If someone gets beaten up and left in the street, and, consequently, their wallet is laying right there beside their unconscious body, is it OK for you to take their wallet?
I mean, you can't pretend the wallet isn't right there, for everyone to see, just begging for someone to take it? This is why beatdowns are so wrong? The person who takes the wallet is as much a victim as anyone? Blame society?
This feels like a very dated metaphor. When my older brother introduced me Napster, was I actually rifling through Lars Ulrich’s wallet and shaking out mp3s?
In this case, a clone of the wallet has been preserved for all and sundry to peruse. Is it really wrong as a genuinely curious person not to pretend it isn’t there?

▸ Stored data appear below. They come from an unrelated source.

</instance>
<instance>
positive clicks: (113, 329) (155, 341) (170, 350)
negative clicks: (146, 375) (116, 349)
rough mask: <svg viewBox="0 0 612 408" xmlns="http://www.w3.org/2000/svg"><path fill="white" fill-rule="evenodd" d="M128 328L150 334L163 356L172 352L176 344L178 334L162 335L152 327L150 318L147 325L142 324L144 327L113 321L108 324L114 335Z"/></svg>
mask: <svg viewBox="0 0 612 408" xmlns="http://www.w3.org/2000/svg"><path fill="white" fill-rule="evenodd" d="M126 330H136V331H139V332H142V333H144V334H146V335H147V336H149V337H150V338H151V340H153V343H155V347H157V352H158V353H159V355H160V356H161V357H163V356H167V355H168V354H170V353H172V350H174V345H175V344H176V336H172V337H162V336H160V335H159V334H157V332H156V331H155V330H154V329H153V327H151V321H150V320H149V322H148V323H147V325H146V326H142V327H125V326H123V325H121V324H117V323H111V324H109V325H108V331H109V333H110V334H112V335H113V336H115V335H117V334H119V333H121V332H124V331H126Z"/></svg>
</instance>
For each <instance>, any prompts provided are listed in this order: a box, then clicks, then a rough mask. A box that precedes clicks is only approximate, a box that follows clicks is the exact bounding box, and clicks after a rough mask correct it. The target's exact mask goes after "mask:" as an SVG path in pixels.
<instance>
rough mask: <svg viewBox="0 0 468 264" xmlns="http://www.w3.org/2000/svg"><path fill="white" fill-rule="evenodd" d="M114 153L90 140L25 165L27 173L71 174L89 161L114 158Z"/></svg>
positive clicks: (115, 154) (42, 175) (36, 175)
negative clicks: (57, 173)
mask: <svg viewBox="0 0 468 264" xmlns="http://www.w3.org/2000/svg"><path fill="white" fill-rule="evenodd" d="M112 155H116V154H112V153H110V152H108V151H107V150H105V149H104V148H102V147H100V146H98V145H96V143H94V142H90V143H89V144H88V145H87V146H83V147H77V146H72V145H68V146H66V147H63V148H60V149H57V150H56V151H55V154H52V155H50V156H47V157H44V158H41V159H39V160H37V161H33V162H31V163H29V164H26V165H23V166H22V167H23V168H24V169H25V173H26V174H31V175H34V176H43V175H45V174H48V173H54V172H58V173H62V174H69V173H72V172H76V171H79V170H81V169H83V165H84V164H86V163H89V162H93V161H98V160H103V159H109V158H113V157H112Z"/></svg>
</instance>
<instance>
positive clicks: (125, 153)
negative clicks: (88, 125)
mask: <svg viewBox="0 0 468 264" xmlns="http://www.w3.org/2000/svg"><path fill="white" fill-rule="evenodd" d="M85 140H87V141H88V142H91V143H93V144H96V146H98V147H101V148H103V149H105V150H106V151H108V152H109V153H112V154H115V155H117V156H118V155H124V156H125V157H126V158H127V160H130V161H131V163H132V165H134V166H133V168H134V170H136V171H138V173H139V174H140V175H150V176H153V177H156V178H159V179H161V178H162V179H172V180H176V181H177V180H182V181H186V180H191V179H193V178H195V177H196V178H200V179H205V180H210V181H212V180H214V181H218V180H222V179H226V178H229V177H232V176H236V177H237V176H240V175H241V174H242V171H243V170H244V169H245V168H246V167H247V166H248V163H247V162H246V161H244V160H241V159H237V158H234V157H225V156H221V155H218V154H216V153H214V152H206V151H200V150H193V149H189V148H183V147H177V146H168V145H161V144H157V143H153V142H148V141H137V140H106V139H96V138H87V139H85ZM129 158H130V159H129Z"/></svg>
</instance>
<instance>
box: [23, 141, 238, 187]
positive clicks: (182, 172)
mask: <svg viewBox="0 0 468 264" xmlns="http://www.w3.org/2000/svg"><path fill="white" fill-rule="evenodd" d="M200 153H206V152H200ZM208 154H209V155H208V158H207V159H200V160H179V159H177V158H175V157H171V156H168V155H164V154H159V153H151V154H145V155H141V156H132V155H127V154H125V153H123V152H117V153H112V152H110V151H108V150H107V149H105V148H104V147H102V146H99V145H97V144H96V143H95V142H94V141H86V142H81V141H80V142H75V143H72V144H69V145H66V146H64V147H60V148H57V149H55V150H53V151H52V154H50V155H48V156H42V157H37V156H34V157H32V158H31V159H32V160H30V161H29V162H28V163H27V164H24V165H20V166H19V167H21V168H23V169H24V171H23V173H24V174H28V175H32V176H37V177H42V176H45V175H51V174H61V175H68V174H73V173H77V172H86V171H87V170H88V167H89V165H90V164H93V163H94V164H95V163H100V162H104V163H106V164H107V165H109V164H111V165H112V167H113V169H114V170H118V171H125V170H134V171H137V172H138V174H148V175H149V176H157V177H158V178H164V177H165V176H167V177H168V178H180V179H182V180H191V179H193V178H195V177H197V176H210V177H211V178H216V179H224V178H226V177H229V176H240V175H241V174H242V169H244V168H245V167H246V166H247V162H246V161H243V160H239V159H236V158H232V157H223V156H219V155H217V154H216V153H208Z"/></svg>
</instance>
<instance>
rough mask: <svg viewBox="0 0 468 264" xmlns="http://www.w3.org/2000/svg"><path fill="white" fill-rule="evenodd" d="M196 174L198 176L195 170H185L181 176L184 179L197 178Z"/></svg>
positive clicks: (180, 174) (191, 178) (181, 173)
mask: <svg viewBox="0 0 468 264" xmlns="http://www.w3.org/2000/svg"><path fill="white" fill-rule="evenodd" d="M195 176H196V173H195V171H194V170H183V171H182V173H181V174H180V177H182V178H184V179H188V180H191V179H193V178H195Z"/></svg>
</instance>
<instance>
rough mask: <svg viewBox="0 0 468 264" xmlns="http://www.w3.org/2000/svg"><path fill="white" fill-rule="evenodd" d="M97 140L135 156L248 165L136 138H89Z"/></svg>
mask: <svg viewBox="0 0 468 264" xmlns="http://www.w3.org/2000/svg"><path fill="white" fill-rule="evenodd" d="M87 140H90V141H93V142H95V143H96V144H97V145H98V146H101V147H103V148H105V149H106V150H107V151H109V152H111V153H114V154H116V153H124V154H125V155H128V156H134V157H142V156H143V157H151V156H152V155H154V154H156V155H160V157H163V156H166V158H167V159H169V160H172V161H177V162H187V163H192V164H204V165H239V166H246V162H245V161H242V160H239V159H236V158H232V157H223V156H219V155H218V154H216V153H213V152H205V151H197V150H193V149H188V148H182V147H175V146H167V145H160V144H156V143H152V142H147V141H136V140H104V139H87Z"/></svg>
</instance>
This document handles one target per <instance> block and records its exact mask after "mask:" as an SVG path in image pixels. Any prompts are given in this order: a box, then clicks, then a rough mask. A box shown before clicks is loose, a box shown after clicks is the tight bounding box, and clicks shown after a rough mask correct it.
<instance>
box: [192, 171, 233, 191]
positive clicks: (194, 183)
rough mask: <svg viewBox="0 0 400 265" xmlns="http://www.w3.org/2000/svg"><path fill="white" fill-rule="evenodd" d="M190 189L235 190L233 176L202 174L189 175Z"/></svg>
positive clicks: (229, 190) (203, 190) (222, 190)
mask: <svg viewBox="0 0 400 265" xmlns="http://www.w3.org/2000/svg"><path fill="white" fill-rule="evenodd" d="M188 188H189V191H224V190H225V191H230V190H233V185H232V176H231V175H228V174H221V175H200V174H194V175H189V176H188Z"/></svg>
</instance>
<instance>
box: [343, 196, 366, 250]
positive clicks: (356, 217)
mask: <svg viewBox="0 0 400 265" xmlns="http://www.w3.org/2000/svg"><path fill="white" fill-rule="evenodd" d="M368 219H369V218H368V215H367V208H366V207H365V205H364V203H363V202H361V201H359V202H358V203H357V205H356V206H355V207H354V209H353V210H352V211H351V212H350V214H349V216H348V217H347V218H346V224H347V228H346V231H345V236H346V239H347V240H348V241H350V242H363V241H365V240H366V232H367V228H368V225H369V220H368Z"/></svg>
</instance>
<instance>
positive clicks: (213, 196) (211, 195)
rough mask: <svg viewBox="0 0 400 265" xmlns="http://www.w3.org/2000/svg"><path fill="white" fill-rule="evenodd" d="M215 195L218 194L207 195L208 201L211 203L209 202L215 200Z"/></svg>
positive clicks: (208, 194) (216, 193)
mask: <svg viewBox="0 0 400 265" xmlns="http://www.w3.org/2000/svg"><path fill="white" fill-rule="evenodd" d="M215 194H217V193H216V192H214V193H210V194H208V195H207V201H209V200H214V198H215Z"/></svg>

There’s a lot to be said about privacy on the Internet. I don’t think there’s much to be gained by attacking those who, out of genuine curiosity, don’t abide by the same polite fictions as the rest of us. I dont like browsing random strangers’ PII. I tend to hope those who do show due respect. And don’t see any sign of malice in GP.
Not the same ethically. I’m not arguing that. But it’s the same mechanics. Browsing a dump floating around on the Internet isn’t the same as stealing someone’s personal info.
The data is already there. You’re not depriving anyone else of it, and as long as you’re not hosting nor seeding it, you’re not sharing it, either. Most of us pretend not to see it, but it’s there regardless.
Privacy violation can incur costs to the victim each time. Not only upon whatever you decide to declare was an event that made subsequent violation easier, but also upon those subsequent events.
The information is spread all across the internet. By reading this thread you can see people's "private" conversations. There is no point in judging the people who see the information once its public. Its like walking down the street with no clothes and then getting mad at people who looked.
The information might be viewable from the public, but there was still an expectation of privacy at the start of this. It isn't a naked person walking down the street, it is someone getting naked in their own home and you're peering through their window. Neither the legal status of that action nor other people also being able to see in the window makes it morally justifiable to violate the original expectation of privacy.